地球温暖化に代表される気候変動を予測するために、数値気候モデルが用いられています。気候モデル内の雲・降水過程の扱いには、依然として不確定要素が多いことが、気候変動に関する政府間パネル(IPCC)の評価報告書において指摘されています。気候モデルの雲・降水過程の検証と改良が重要課題になっている現在において、全球規模でエアロゾルや雲、降水の情報を得られる人工衛星観測は、非常に重要な役割を担っています。
人工衛星を用いた気候モデルの検証方法として、
エアロゾル、雲、降水に関する物理量(質量や数密度)を比較する方法
大気放射に関する物理量を比較する方法
があります。前者において、衛星観測する放射量から雲などの物理量を得る必要があり、その手法をリトリーバルと呼びます。後者においては、気候モデルのエアロゾル、雲、降水などを含む大気情報から、衛星が観測する放射量を計算する必要があり、衛星シミュレータを用います。近年、前者の方法だけでなく、後者の衛星シミュレータを用いた検証方法が利用されるようになっています。リトリーバルには、エアロゾルや雲の物理特性をある程度仮定する必要があり、前者の方法で気候モデルと比較した際に、この仮定が適切でないのか、それとも気候モデルの再現性が良くないのか、判断が難しい場合があります。後者の方法では、衛星シミュレータが、気候モデルの出力に対応する放射量を正確に、忠実に計算できる必要があります。両者ともに、リトリーバルと衛星シミュレータというモデルが必要ですが、衛星シミュレータは、より基本的な物理法則に基づいており、気候モデルの出力に直接対応しているので、気候モデルの問題点をより明確にすることができます。IPCC報告書に向けたCoupled Model Intercomparison Project(CMIP)おいても、衛星シミュレータによる気候モデルの検証が、重要な検証方法として提言されています。
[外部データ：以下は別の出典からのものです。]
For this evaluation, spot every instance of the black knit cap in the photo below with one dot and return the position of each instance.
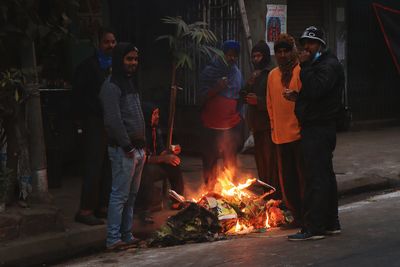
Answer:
(313, 33)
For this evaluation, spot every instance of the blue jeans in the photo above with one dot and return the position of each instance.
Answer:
(126, 176)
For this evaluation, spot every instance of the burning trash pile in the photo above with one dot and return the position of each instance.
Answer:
(230, 209)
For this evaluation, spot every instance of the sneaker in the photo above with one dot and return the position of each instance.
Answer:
(101, 214)
(88, 219)
(147, 220)
(333, 231)
(290, 226)
(305, 235)
(117, 246)
(132, 242)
Joint-Simulator(Joint Simulator for Satellite Sensors, Hashino et al. 2013)は、共同で開発する衛星シミュレータです。Joint-SimulatorはSatellite Data Simulator Unit (SDSU) (Masunaga et al. 2010)をもとに、JAXA/EarthCAREミッション(Illingworth et al. 2015, Wehr et al. 2023) で開発が進められています。Joint-Simulatorを用いてEarthCAREの模擬観測データも開発しています(Roh et al. 2023)。Joint-Simulatorは、特に、雲解像数値気象モデルや、全球雲解像モデルのデータを入力として計算を行います。検証により得られた知見は、現行気候モデルの改良や次世代気候モデルの開発に役立ちます。また、日々の天気や降水を予報する気象モデルの改良にも役立ちます。